Monday, December 26, 2022

A key to resilience - learning to dance with whatever life throws at you

The next slogan in the #LojongChallenge is number 48: "Practice impartiality toward everything. Deep and comprehensive mastery overall is essential." I think this is such a good reminder. Probably for me the thing that most certainly makes me unhappy is to want things to be different from what they are. I got a lot of time to practise with this in the past 6 months in which I had the great good fortune to travel again. Traveling is especially one of these circumstances where you don't get to choose your circumstances. Sometimes things are pleasant, and sometimes they are annoying. For a Western European for example, it always takes some adaptation to go to countries where time is not so strictly adhered to, so things don't necessarily start at the assigned time. One possibility is to get annoyed about it, but a more adaptive option (albeit not always easy in practice) is to just go with the flow. When I was lucky enough to attend the Mind and Life meeting with His Holiness the Dalai Lama in Dharamsala earlier this year. This was an amazing meeting, but also required quite a bit of flexibility. I particularly remember one moment when we were in the car on the way back from an excursion to the Norbulingka institute outside Dharamsala and suddenly the car stopped for a traffic jam up the hill. After waiting for a bit, we decided to get off the car and actually walk up the hill leaving the taxi behind so we could make it somewhat in time for the next excursion.

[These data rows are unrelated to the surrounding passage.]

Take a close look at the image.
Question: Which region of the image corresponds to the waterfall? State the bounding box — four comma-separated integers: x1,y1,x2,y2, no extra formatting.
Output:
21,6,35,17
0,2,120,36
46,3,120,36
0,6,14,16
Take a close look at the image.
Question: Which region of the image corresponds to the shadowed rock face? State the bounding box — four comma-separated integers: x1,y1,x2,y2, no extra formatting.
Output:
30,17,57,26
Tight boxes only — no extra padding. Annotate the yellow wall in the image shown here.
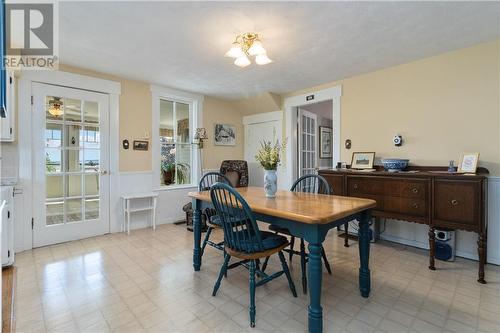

In the end, we were still late, but the schedule changed and all was good. For a person living in a stable country like the Netherlands, it is easy to forget that things are not always predictable, and they naturally change, even if we don't like that. A similar experience occurred later during my India trip when I was staying in a hotel in Allahabad, where the staff seemed to have their own mind about when things such as breakfast would happen. My first reaction was to get very frustrated, but that does not really change things, especially when you are only staying in a hotel for a few days so staff won't change their habits. After a few days my more adaptive response was just to plan around it and to dance with whatever life was throwing at me.
Image of dancing from Morlaix Ballet Camp by Michel Le 


I think actually impartiality is an overlooked outcome measure of contemplative practices such as mindfulness, as was already suggested in an early paper by Gaelle Desbordes. In one of the papers we wrote in my lab this past year we started to look at people's impartiality more empirically by comparing how people's thinking would change after being exposed to either a social stressor or a positive mood induction. We found that after a stressor, people were more distracted and had more negative thoughts than after a positive mood induction. In an on-going study (we are still looking for Dutch-speaking participants!) we are looking at how a mindfulness and a positive fantasizing intervention for a longer period can affect these same thought parameters. Hopefully this will eventually allow us to figure out how we can train people to dance with whatever life is throwing at them, like in the picture accompanying this blog (from the Morlaix Ballet Camp).